This might seem like an odd post for a blog about women and horsemanship, but bear with me, please, while I write for a moment about the second great passion of my life. There’s a connection, of course.
Over the weekend I attended a couple of dance parties celebrating the New Year. Other than working with my horses, dance is what brings me the most joy in life.
Sometimes I think I was born dancing, and the waltz is my favorite: It’s something that comes completely naturally to me. I must have learned to waltz somewhere, but I can’t remember a time when I didn’t know how. I’m fortunate to live in a city with an active dance community where, at least once a month, there’s an opportunity to waltz.
The waltz is a classic dance with as many styles as there are musical types in 3/4 time. Almost anyone can learn to waltz, though it takes skill, timing, balance, and lots of practice to do it well. And when done well, the waltz is breathtaking, in more than the physical sense.
Last night my favorite dance partner asked me for a waltz, and this morning, reflecting on the experience, I tried to figure out exactly what makes dancing with him different from dancing with other partners who love the dance just as much and are technically just as proficient as he is. I am an excellent dancer and a sought-after partner, but this particular gentleman brings out my potential more than any other.
This man is an artist of the dance: He hears the music and the patterns he creates for us as we dance reflect the mood and feel of each particular piece. How does he do it? We are two separate people, moving independently, and yet we move as one through intricate turns and twirls—and at speed. We start at the same instant, stop at the same instant, turn precisely together.

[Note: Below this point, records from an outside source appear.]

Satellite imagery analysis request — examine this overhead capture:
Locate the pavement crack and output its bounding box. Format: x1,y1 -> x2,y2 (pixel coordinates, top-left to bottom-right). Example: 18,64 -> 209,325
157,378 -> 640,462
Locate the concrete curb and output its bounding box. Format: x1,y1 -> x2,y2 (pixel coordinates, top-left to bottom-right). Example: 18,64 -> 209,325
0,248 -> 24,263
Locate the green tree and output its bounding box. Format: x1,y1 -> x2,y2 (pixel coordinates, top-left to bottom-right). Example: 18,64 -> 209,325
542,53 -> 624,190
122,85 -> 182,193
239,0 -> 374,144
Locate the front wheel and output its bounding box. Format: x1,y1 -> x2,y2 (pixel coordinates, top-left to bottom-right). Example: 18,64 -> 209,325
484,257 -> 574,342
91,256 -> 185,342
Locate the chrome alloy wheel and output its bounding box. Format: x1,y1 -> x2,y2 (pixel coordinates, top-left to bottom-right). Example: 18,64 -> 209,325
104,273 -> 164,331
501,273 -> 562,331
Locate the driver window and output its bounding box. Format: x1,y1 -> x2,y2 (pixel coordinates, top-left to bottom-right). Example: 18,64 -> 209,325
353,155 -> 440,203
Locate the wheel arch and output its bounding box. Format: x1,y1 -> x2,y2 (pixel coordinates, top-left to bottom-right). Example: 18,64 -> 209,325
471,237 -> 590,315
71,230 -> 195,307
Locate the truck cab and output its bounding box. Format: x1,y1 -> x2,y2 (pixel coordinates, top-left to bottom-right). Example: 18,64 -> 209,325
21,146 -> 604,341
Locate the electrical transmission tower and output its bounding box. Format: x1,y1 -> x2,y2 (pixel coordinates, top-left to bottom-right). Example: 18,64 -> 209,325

My partner is leading. But how do I know where to move? How does he communicate that to me?
We dancers are told that the lead must be firm and clear. Many men, hearing that, put a death grip on my back, fingers digging into my ribs or shoulder blade every time we turn or change direction—that’s unpleasant, to say the least. I end up squirming to avoid being gouged, and my steps aren’t free and flowing. When they want me to twirl, they crank my arm around or pull me off balance in the process. We will make it around the dance floor; they may even have enjoyed it immensely. As for me, I’ll try hard to avoid those fellows in the future.
My favorite partner’s hand on my back is firm, reassuring, and consistent. I think it’s this consistency that is key. Because there’s no random moving around, I trust that when I sense any change in the pressure, it’s significant, and I can respond to it appropriately. And there’s feedback: He makes a suggestion (never a demand), I feel the change and move, and he releases the pressure. I keep moving until I sense that his touch has returned to the consistent baseline.
He cues me not just with his hand on my back, but with his whole body, and always gives me a cue in time for me to prepare to move at just the right moment. Any cue, if given at the instant I am supposed to move, is too late, and puts me in the position of having to catch up, and catch my balance.
So: In addition to balance, physical ability, and knowing the moves, some very important elements of a great lead seem to be timing, consistency, and what my trainer friend Jay would call softness. A lead dancer should give cues that are as gentle as possible but as strong as necessary to make sure that his/her partner understands what he/she is asking.
Now, doesn’t that sound exactly what it takes to be a good rider? Isn’t this seamless relationship precisely what we all want with our horses when we ride? When I put myself in the horse’s place, what I would want from my rider, in order to bring out my best performance, is the same thing I as a dancer want from my dance partner.
So I just need to learn to ride like my favorite dance partner dances. Interesting! I’m going to think about this some more.